No me di cuenta de lo bien que había salido todo hasta que llegó el momento en que las cosas empezaron a moverse en direcciones que no había previsto y que me disgustaban. Supongo que cometí el error de subestimar la estupidez de las fuerzas opuestas a mí. Nunca había creído que los agentes de la policía de Bradfield tuvieran mucho cerebro, pero los últimos acontecimientos me sorprendieron incluso a mí. ¡Habían arrestado al hombre equivocado!

La increíble falta de inteligencia y percepción estaba a la altura de la de los medios, que acataban todo sin sentido crítico alguno, como si fueran ovejas. No me lo podía creer cuando vi en el Sentinel Times que habían detenido a un hombre en relación con mis asesinatos. El arresto se había producido tras un asalto callejero en el que estaba implicado un agente de policía. ¿Cómo podían pensar que alguien que había tomado tantas precauciones como yo iba a meterse en una pelea barriobajera en Temple Fields? Era un insulto a mi inteligencia. ¿Acaso pensaban que lo mío era una cuestión de vandalismo desaforado?

Leí y releí el artículo, incapaz de dar crédito a la profundidad de su memez. La ira me quemaba por dentro. Podía sentirla en mis entrañas como si se tratara de una indigestión; como retortijones envueltos en una bola de pinchos. Quería hacer algo tremendo y dramático a la vez, algo que les demostrase lo equivocados que estaban.

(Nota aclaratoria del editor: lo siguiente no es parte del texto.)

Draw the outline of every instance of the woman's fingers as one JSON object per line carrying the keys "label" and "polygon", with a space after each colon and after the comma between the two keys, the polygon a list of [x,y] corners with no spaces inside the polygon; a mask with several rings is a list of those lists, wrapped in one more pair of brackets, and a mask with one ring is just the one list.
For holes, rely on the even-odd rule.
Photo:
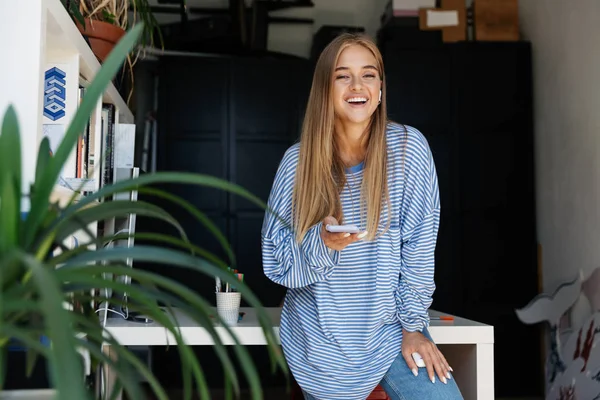
{"label": "woman's fingers", "polygon": [[425,362],[425,368],[427,368],[427,376],[429,376],[429,380],[435,383],[435,365],[434,365],[434,355],[431,352],[431,349],[425,349],[419,351],[421,357],[423,357],[423,361]]}
{"label": "woman's fingers", "polygon": [[332,233],[325,232],[323,235],[323,241],[325,246],[334,250],[342,250],[352,242],[356,242],[362,239],[360,233]]}
{"label": "woman's fingers", "polygon": [[437,372],[437,376],[440,379],[440,381],[448,383],[448,377],[446,375],[448,371],[446,370],[446,366],[443,365],[438,353],[439,352],[437,350],[434,350],[434,356],[432,357],[435,360],[435,372]]}
{"label": "woman's fingers", "polygon": [[332,235],[336,235],[334,237],[334,240],[337,241],[338,243],[343,243],[343,244],[350,244],[352,242],[356,242],[359,241],[360,239],[362,239],[365,235],[366,232],[363,233],[332,233]]}
{"label": "woman's fingers", "polygon": [[406,365],[408,365],[408,368],[410,368],[413,375],[417,376],[419,374],[419,367],[417,366],[417,363],[413,359],[412,353],[403,350],[402,357],[404,357],[404,361],[406,361]]}
{"label": "woman's fingers", "polygon": [[[402,355],[411,370],[415,364],[417,364],[417,367],[419,366],[418,363],[412,360],[412,354],[416,352],[423,359],[424,367],[431,382],[435,383],[436,375],[443,383],[448,383],[448,379],[452,379],[450,375],[452,368],[450,368],[446,357],[440,352],[435,343],[420,332],[403,331],[403,335]],[[423,367],[422,364],[421,367]],[[414,370],[413,373],[415,373]]]}
{"label": "woman's fingers", "polygon": [[329,216],[323,218],[323,227],[325,227],[327,225],[339,225],[339,223],[338,223],[338,220],[335,219],[335,217],[329,215]]}
{"label": "woman's fingers", "polygon": [[329,247],[333,250],[343,250],[346,246],[348,246],[352,242],[356,242],[361,240],[367,235],[367,232],[360,233],[347,233],[347,232],[329,232],[325,227],[330,225],[338,225],[337,220],[328,216],[323,219],[322,228],[321,228],[321,238],[325,243],[325,246]]}
{"label": "woman's fingers", "polygon": [[325,246],[333,250],[342,250],[350,243],[348,240],[350,239],[350,236],[346,236],[345,233],[332,233],[323,230],[321,232],[321,237],[323,238]]}
{"label": "woman's fingers", "polygon": [[[444,358],[442,353],[438,350],[437,346],[433,344],[427,346],[420,346],[418,352],[419,354],[421,354],[423,362],[425,363],[425,368],[427,369],[427,375],[429,376],[429,380],[432,383],[435,383],[435,375],[437,375],[440,381],[442,381],[443,383],[448,383],[448,378],[450,378],[448,363],[446,362],[446,359]],[[408,364],[409,361],[406,355],[404,355],[404,358],[407,360],[406,362]]]}
{"label": "woman's fingers", "polygon": [[442,365],[444,366],[444,369],[446,371],[446,378],[448,379],[452,379],[452,375],[450,375],[450,372],[452,372],[452,368],[450,367],[450,364],[448,364],[448,361],[446,360],[446,357],[444,357],[444,355],[442,354],[442,352],[438,349],[438,354],[440,356],[440,360],[442,362]]}
{"label": "woman's fingers", "polygon": [[450,371],[448,370],[448,363],[446,362],[446,358],[440,352],[435,344],[431,345],[431,354],[434,362],[435,372],[437,373],[438,378],[443,383],[448,383],[448,379],[450,378]]}

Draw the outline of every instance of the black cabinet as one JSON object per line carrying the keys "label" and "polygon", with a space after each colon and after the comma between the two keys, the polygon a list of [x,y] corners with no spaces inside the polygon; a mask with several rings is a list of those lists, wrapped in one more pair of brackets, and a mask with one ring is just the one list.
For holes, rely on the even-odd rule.
{"label": "black cabinet", "polygon": [[[275,172],[285,150],[299,137],[308,99],[312,70],[307,60],[261,57],[164,56],[155,67],[158,75],[159,171],[189,171],[234,182],[266,202]],[[245,273],[245,282],[265,306],[278,306],[285,289],[265,277],[262,269],[260,231],[264,211],[254,203],[225,190],[190,185],[162,185],[200,209],[223,233]],[[214,235],[180,207],[163,205],[182,225],[190,240],[228,260],[227,252]],[[139,231],[176,232],[156,221],[140,218]],[[157,270],[176,279],[213,305],[214,279],[189,270],[156,265]],[[244,304],[245,305],[245,304]],[[176,351],[153,349],[155,373],[169,388],[181,388],[181,371]],[[230,349],[228,349],[229,351]],[[261,382],[267,387],[285,386],[281,374],[272,375],[264,346],[247,349],[255,360]],[[220,361],[211,346],[194,348],[202,360],[210,387],[223,383]],[[233,357],[233,352],[230,351]],[[238,375],[242,376],[241,371]],[[241,378],[242,387],[247,387]]]}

Trabajé con las pesas hasta que mis músculos temblaban por el esfuerzo y tenía el chándal empapado en sudor. Sin embargo, la ira se negaba a abandonarme. Subí al piso de arriba a todo correr, me senté frente al PC y me puse a trabajar en los vídeos de Damien que había importado a mi ordenador. Para cuando hube terminado, habíamos llevado a cabo una tabla de ejercicios sexuales de los que el equipo nacional ruso se habría sentido orgulloso. Pero nada me satisfacía. Nada conseguía que se me pasara el enfado.

Por suerte, y a diferencia de ellos, no soy estúpido. Sé lo mala que podría resultar para mí toda esa ira descontrolada. Tenía que refrenar mi enfado, usarlo en favor de la creatividad e intentar que me sirviera de algo. Me obligué a canalizarlo de modo constructivo. Planeé meticulosamente la manera de capturar al doctor Tony Hill y lo que le haría en cuanto lo tuviera. Lo mantendría en suspenso, literalmente.

La garrucha o polea. La Inquisición española sabía muy bien cómo sacar el mejor partido a lo que tenía a su alcance. Los inquisidores españoles se dedicaron a dar forma a la fuerza más potente del planeta: la de la gravedad. Todo lo que necesitas es un cabrestante, una polea, unas cuantas cuerdas y una roca. Le atas las manos a la espalda a la víctima y pasas una cuerda desde esa atadura a la polea; y después, le atas una piedra a los pies.

En el libro de John Marchant Las horribles crueldades de la Inquisición, publicado en 1770, se describe esta eficiente tortura de la manera más elocuente:

«Entonces se le levanta hasta que la cabeza alcanza la polea. Se le mantiene colgado de esta manera durante algún tiempo para que, gracias al peso de la piedra que cuelga de sus pies, todas sus articulaciones y miembros se estiren terriblemente. Entonces, se suelta la cuerda y se le deja caer de golpe, pero sin que llegue a tocar el suelo. Con tal sacudida, se le dislocan brazos y piernas, por lo que sufre un dolor exquisito; no obstante, el susto que le produce la suspensión de la caída en seco y la sensación de que el peso de sus pies le estira todo el cuerpo es aún más intenso y cruel».

Los alemanes introdujeron una mejora que me gustaba. Situaban detrás de la víctima un rodillo con pinchos para que, al caer, le agujereara y excoriara la espalda, con lo que el cuerpo quedaba reducido a una masa desmembrada y sanguinolenta. Pensé en reproducir también dicha parte, pero después de hacer diversos bocetos, fui incapaz de conseguir con el ordenador un diseño que pareciera que iba a funcionar de forma conveniente a menos que le esposara las manos delante, lo que reduciría la efectividad de la garrucha. Y mi lema es: cuanto más sencillo, mejor.

Mientras lo planeaba y construía todo, me aseguré de estrechar el cerco aún más en torno al doctor Hill. Puede que pensase que podía meterse sin más en mi cabeza, pero era evidente que había sido incapaz de desentrañarlo todo.

Estaba impaciente por empezar. Contaba las horas.